Hay muchos tipos y formas de besos: besos apasionados que hacen que se pare el reloj, besos fugaces de diario, besos de reconciliación untados en lágrimas o besos que son solo el preámbulo de mucho más. Pero hay un tipo de besos que deberían estar prohibidos: los besos de obligación, los rutinarios, los que responden a una queja pidiendo un beso con disgusto de no haberlo obtenido.
Los besos, como los abrazos, no tiene sentido pedirlos, porque lo que los hace especiales es que sean espontáneos, que la persona haya decidido darlos porque sí. Es como cuando nos hacen un regalo por compromiso, que no hace la misma ilusión, por espectacular que sea lo que nos hayan comprado.
No es nada divertido cuando ves una película con alguien que ha decidido acompañarte porque a ti te gusta, pero sabes que no le interesa para nada. Con los besos en realidad nos pasa lo mismo, que no nos saben igual si se dan sin ganas, si notamos o sabemos que el otro no lo está disfrutando tanto como nosotros.
Lo irónico es que a veces pedimos un beso a quien no quiere darlo, por ejemplo, nos encantaría que esa chica sintiera lo que sentimos, o un día cualquiera con la pareja, quisiéramos que en ese momento tuviera las mismas ganas que nosotros de una tarde de besos y sofá. Llega San Valentín, y a algunos nos invade la presión social de que sea una noche única. Perdemos la naturalidad, la magia de lo espontaneo y auténtico. Olvidamos que los mejores besos son los besos improvisados, los inesperados… y que la única forma de que un beso merezca la pena es que los dos lo busquen y el beso suceda.
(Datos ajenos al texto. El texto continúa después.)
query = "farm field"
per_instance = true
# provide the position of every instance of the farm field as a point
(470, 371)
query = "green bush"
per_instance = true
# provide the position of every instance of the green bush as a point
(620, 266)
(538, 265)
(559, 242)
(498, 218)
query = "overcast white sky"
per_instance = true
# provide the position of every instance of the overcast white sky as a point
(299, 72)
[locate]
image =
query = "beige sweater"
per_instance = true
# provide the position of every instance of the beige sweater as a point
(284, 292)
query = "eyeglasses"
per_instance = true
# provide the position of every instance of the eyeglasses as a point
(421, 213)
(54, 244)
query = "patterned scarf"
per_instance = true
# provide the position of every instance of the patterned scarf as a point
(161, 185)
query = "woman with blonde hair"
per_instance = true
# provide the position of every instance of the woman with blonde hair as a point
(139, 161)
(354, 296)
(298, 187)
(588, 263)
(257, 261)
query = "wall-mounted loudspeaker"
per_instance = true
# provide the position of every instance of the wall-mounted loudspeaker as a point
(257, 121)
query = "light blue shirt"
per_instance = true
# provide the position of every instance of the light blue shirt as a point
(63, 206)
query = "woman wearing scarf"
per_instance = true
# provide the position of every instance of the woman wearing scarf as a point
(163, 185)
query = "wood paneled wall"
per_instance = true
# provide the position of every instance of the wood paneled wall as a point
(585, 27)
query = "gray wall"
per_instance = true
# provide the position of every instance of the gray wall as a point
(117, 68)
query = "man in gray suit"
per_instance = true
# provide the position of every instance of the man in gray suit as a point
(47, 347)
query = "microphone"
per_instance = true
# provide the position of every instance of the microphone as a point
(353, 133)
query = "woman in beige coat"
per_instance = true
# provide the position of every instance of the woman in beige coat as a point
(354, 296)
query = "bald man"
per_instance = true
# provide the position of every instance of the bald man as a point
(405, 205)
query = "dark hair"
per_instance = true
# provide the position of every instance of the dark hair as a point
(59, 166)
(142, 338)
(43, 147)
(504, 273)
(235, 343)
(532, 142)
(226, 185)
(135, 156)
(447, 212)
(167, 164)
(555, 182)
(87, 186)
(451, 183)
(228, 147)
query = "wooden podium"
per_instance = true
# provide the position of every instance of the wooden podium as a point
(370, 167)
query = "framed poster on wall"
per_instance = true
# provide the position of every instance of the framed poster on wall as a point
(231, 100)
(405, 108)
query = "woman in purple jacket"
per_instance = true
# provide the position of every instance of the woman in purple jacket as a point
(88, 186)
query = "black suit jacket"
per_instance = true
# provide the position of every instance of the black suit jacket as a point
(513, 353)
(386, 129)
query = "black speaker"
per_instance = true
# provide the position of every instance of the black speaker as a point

Más vale dar y recibir besos de calidad, besos de verdad. San Valentín es todos los días, cada vez que nos apetece dar un beso sin motivos. Esos besos que no das tú ni doy yo, sino que damos nosotros, porque en el espacio-tiempo se entremezclan tu voluntad y la mía de forma perfecta, creando esa simbiosis que nos llena mucho más incluso que el puro intercambio salival.
¡La vida es demasiado corta para los besos a medias, los besos sin ganas!